Long ago -- back in the late 1980s -- my husband, who is a patient man, decided to try his hand at keeping honey bees.  He chose the Italian strain because they were the most gentle.  He purchased two hives from a man who lived 20 miles south of us in Lawton OK.  He had a friend with a truck -- thank goodness for friends with trucks -- and they went to pick up the hives.  They had to cover the hives to transport them back.  That was the beginning.

The idea was to harvest enough honey to use and give to friends and family.  Our little sideline wasn't named Broken Foot Honey Farm until during our first harvest.

It was a cool foggy day in November.  Weather affects bees.  On cool, foggy wet days most bees like to stay indoors like people do.  But since my husband had the day off from work, he figured he might as well try to harvest the honey.  My children and I watched at a distance as Carl approached the hives looking like a white bear.  After he put some dry tinder in his smoker and started a fire, he looked like a smoky white bear.  The top was lifted off the first hive and smoke sent down into the hive. Bees began flying out but they weren't too upset because of the smoke. Suddenly the smoker went out, leaving the hive exposed and Carl standing there with no smoke to lull the bees into submission.

The bees went on the attack.  Carl yelled for me to bring him some tinder and matches.  So here are two things to NOT do if you are around angry bees: wear wool and have on a fragrance. (I had been at a parent-teacher conference at my children's school earlier in the day.)   As I got closer to the hives, the honey bees greeted me by going for my eyes.   The first thing honey bees go for are eyes. After all, what will you be able to do once you can't see?  Bees are so smart.
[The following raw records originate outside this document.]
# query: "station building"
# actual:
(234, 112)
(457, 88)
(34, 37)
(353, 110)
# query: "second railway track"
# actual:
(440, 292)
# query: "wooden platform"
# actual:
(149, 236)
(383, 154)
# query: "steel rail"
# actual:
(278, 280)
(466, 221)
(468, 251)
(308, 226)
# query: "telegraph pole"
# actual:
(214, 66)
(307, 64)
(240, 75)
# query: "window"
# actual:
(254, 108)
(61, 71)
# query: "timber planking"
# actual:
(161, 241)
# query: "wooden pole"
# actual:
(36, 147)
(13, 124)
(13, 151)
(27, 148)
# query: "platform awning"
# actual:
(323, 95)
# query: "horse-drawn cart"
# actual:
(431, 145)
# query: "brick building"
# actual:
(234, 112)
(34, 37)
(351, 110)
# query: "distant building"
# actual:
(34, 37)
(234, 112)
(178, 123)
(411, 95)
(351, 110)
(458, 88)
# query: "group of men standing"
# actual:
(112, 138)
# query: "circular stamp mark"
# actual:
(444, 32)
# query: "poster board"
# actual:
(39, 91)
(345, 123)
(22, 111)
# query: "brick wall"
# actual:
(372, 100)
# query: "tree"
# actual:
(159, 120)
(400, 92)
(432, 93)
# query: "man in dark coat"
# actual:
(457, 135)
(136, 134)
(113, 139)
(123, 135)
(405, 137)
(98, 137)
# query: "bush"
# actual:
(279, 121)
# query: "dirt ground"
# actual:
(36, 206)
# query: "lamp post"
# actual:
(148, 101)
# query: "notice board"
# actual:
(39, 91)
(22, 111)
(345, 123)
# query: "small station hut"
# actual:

So, not being a calm person like my husband, I panicked, threw the tinder and matches in the general direction of my husband and started running.  The children enjoyed the show from the safety of the house.  My hair was long and the bees got tangled in with my hair which really enraged them.  In my running, I fell and broke my left foot.

Carl continued to work with the honey bees as I entertained the children.  I crawled toward the house.  Looking back, we laugh, but at the time, it wasn't funny.  The honey was delicious, and with each additional harvest, things went more smoothly.  Then we lost the hives to mites.  Nothing was done for a few years, then Carl got the urge to try beekeeping one more time.

It was 2005.  We drove to Tipton, OK, and purchased a hive from a beekeeper.  We still didn't have a truck that go that distance safely, and once you ask a friend with a truck to help transport honey bees, that's the only time you can ask that friend!  No, this time, the covered hive was placed in the trunk of our Ford Taurus sedan.  We made it home safely although we wondered for a time if this was another dumb thing that years later would give us a funny story.  We could hear the bees buzzing in the trunk.

We lost that hive.  Even the gentleman from whom we purchased the hive is having trouble keeping his bees now and his operation is big.  He transports hives all over the country -- California, Texas -- to pollinate the orchards.  His wife runs the tag agency in Elgin OK and we purchase honey from her.  This past year, though, the honey ran out in the spring.

I'm not sure what will happen if the honey bee population does not increase.  There are other insects that pollinate, but none so industrious as the honey bee.

The original is faded now so the scan didn't come through too well.  We used this logo on  our honey
and also on the greeting cards I sold in a florist's shop in Fletcher.



Here's a link to a brief video I posted 4 years ago on YouTube.  If you can listen closely -- once I quit yapping -- you can hear all the bees pollinating the corn.  Carl planted corn this year but there are no honey bees.